27. L’ordonnance de clôture a été prononcé le 4 mars 2025.
MOTIVATION DE LA COUR
1°/ Sur la mise hors de cause de la Sarl Citya Liberté, l’intervention de la Sarl BGM Géomètre-expert et la demande de dommage et intérêts
28. La société Citya Liberté expose qu’elle est totalement étrangère à la procédure, en ce que la cession universelle du patrimoine de la société Breizh Géo Immo est intervenue à son profit le 31 juillet 2023, alors que l’activité de géomètre-expert avait déjà été cédée antérieurement, aux termes d’un acte de cession du 7 janvier 2020, à la Sarl BGM Géomètre-expert. Elle ajoute qu’elle n’a donc aucunement récupéré le passif de la société Breizh Géo Immo dans sa branche d’activité de géomètre-expert, qui a été cédée à Sarl BGM Géomètre-expert comme l’indique expressément l’acte de cession.

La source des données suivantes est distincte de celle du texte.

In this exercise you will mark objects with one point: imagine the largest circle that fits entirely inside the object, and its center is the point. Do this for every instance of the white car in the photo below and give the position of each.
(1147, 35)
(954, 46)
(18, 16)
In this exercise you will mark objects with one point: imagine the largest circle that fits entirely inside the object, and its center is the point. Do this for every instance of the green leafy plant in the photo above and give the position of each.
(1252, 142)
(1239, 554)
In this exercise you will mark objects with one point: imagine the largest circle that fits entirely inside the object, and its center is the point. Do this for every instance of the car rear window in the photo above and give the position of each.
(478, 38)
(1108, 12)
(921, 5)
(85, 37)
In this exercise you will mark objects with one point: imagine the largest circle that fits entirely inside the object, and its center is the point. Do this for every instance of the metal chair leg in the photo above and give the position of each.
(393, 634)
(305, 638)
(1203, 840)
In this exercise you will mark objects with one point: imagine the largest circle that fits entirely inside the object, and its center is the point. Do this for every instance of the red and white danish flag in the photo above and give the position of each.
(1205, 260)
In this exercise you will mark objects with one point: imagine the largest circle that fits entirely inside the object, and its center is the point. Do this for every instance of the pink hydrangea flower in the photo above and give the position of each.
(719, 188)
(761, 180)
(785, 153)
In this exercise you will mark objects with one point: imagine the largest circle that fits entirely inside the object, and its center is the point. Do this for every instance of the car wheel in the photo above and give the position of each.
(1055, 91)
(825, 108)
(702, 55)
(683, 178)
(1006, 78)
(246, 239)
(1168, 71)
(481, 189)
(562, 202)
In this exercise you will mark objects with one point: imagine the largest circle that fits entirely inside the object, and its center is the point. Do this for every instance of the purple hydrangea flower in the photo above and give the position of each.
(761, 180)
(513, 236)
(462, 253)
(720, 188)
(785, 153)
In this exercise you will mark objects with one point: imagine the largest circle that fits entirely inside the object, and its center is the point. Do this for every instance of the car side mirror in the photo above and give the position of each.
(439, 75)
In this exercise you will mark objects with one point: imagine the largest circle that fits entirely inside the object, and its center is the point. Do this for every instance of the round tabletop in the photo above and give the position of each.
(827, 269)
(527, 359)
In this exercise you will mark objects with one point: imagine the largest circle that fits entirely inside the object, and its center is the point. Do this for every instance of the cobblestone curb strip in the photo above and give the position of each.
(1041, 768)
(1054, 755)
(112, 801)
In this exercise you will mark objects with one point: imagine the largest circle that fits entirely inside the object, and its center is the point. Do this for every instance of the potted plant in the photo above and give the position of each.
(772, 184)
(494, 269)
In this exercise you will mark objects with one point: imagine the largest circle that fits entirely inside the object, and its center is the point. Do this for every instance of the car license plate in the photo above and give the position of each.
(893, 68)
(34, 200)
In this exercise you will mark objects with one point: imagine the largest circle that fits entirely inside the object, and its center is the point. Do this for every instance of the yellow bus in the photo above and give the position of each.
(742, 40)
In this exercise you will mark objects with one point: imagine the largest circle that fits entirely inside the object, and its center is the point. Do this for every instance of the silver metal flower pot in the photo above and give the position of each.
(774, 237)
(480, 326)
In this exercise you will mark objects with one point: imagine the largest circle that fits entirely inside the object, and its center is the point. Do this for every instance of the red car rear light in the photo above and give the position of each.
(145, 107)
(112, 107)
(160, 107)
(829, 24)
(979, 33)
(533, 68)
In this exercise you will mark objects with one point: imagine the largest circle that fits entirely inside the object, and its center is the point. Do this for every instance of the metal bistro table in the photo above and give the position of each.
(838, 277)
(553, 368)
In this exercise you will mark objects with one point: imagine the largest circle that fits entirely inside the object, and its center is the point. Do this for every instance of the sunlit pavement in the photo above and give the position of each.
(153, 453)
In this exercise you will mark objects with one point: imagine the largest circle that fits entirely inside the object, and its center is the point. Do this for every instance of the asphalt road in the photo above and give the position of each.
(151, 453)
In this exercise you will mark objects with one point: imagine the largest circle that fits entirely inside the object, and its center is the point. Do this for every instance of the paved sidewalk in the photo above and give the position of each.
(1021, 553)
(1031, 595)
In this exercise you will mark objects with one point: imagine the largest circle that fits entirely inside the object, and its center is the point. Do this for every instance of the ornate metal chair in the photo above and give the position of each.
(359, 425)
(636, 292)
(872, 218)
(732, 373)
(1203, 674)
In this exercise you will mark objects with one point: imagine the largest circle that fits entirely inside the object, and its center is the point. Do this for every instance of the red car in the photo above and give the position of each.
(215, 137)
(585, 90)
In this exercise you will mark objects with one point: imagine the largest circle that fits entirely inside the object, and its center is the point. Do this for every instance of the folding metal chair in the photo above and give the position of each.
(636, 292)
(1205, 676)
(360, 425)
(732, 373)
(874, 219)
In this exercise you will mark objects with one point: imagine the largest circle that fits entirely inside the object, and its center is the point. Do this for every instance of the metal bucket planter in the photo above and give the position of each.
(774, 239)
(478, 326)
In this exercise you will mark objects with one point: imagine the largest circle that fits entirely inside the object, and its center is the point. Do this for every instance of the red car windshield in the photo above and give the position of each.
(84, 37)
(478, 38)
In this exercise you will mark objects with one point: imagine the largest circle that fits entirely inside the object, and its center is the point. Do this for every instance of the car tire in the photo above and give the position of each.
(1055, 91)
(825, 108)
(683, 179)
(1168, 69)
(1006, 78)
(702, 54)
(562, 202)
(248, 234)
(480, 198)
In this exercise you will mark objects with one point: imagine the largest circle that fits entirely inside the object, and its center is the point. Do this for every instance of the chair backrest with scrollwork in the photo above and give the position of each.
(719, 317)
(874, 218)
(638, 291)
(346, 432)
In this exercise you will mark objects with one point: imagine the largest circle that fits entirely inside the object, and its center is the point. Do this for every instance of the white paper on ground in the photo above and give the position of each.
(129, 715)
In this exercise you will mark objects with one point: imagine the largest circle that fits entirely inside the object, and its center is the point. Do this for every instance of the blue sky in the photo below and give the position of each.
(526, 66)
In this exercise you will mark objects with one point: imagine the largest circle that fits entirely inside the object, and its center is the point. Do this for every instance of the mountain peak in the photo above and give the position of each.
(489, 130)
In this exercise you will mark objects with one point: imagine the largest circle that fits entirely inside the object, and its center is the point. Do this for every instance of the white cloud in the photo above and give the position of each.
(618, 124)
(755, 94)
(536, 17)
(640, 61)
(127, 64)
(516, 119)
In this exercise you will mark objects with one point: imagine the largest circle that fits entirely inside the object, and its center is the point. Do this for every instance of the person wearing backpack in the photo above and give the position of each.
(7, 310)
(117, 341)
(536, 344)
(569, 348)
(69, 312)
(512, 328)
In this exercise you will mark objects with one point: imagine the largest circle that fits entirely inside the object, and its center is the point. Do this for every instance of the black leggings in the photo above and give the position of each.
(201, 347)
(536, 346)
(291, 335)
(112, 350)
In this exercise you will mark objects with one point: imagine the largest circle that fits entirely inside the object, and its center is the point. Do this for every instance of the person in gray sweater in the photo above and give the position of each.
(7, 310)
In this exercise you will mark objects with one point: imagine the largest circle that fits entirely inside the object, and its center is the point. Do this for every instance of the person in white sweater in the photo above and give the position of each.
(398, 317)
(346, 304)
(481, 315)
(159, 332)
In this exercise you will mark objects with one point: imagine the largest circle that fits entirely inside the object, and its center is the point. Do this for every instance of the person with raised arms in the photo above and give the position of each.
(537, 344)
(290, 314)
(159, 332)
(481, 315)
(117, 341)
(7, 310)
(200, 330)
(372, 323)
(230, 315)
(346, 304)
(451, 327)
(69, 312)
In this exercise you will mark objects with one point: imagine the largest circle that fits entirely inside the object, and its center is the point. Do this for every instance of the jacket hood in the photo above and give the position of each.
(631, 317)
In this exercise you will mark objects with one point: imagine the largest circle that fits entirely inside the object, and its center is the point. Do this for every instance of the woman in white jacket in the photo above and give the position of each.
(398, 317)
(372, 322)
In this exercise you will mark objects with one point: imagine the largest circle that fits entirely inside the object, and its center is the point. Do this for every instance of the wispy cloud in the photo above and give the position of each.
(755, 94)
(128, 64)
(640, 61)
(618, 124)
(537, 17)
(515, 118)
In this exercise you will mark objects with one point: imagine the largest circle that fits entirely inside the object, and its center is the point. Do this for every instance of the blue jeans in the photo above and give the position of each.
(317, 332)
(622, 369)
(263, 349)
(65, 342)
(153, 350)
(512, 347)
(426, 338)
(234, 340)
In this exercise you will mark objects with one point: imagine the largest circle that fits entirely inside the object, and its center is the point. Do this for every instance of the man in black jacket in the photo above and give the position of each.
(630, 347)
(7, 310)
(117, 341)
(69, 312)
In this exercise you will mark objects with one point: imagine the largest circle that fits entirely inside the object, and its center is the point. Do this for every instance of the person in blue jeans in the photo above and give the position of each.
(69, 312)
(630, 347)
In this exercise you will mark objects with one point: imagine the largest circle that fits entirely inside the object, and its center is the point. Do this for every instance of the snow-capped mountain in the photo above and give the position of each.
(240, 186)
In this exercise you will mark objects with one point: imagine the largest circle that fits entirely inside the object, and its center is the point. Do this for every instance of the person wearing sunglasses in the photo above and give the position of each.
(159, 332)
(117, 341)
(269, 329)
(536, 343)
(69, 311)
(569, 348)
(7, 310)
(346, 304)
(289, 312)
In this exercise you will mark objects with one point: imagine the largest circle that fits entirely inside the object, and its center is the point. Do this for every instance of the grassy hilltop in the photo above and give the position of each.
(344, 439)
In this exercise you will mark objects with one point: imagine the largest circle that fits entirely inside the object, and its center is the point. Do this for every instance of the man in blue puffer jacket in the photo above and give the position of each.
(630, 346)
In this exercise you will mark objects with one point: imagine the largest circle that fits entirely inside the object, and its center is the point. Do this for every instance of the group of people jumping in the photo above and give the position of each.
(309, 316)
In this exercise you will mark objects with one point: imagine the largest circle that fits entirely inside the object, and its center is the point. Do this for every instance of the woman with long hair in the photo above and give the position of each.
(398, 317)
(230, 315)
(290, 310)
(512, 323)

29. Les époux [E] et la SCI Alceste estiment au contraire qu’à l’occasion de la cession universelle de patrimoine du 31 juillet 2023, la société Citya Liberté s’est vue transmettre le passif résultant de ce litige, que la société Breizh Géo Immo s’était réservée lors de la cession de la branche d’activité d’expert-comptable du 7 janvier 2020.
Réponse de la cour
30. L’article 122 du code de procédure civile énonce que 'constitue une fin de non recevoir tout moyen qui tend à faire déclarer l’adversaire irrecevable en sa demande, sans examen au fond, pour défaut de droit d’agir, tel le défaut de qualité, le défaut d’intérêt, la prescription, le délai préfix, la chose jugée'.
31. Les articles 31 et 32 du code de procédure civile disposent que 'l’action est ouverte à tous ceux qui ont un intérêt légitime au succès ou au rejet d’une prétention’ et qu ''est irrecevable toute prétention émise par ou contre une personne dépourvue du droit d’agir'.
32. En l’espèce, aux termes d’un acte de cession du 7 janvier 2020, la SASU Breizh Géo Immo a cédé sa branche d’activité de géomètre-expert à la Sarl BGM Géomètre-expert.
33. L’article 3 de l’acte du 7 janvier 2020 mentionne que la cession porte sur l’activité de géomètre-expert ainsi que 'sur l’ensemble des éléments d’actifs, droits et valeurs attachés'. Il est précisé que 'le cessionnaire s’engage corrélativement à prendre en charge l’intégralité du passif et des obligations attachées à la branche d’activité'.
34. L’article 3-2 indique que 'le cessionnaire prendra en charge et acquittera en lieu et place de la cédante la totalité du passif et des obligations attachées à la branche d’activité à la date de la réalisation'.
35. Le passif de la branche d’activité de géomètre-expert a donc bien été cédé au cessionnaire, mais sous la réserve suivante, résultant de l’article 9.1.4 de l’acte, aux termes duquel la cédante déclare 'qu’il n’existe aucun litige, réclamation, instance judiciaire, tant en demande qu’en défense concernant la branche d’activité objet de la présente cession, notamment avec un client, un fournisseur ou un ancien salarié, la cédante s’engage, pour le cas où un tel événement se produirait, dont la cause serait antérieure à la présente cession , à en faire son affaire personnelle'.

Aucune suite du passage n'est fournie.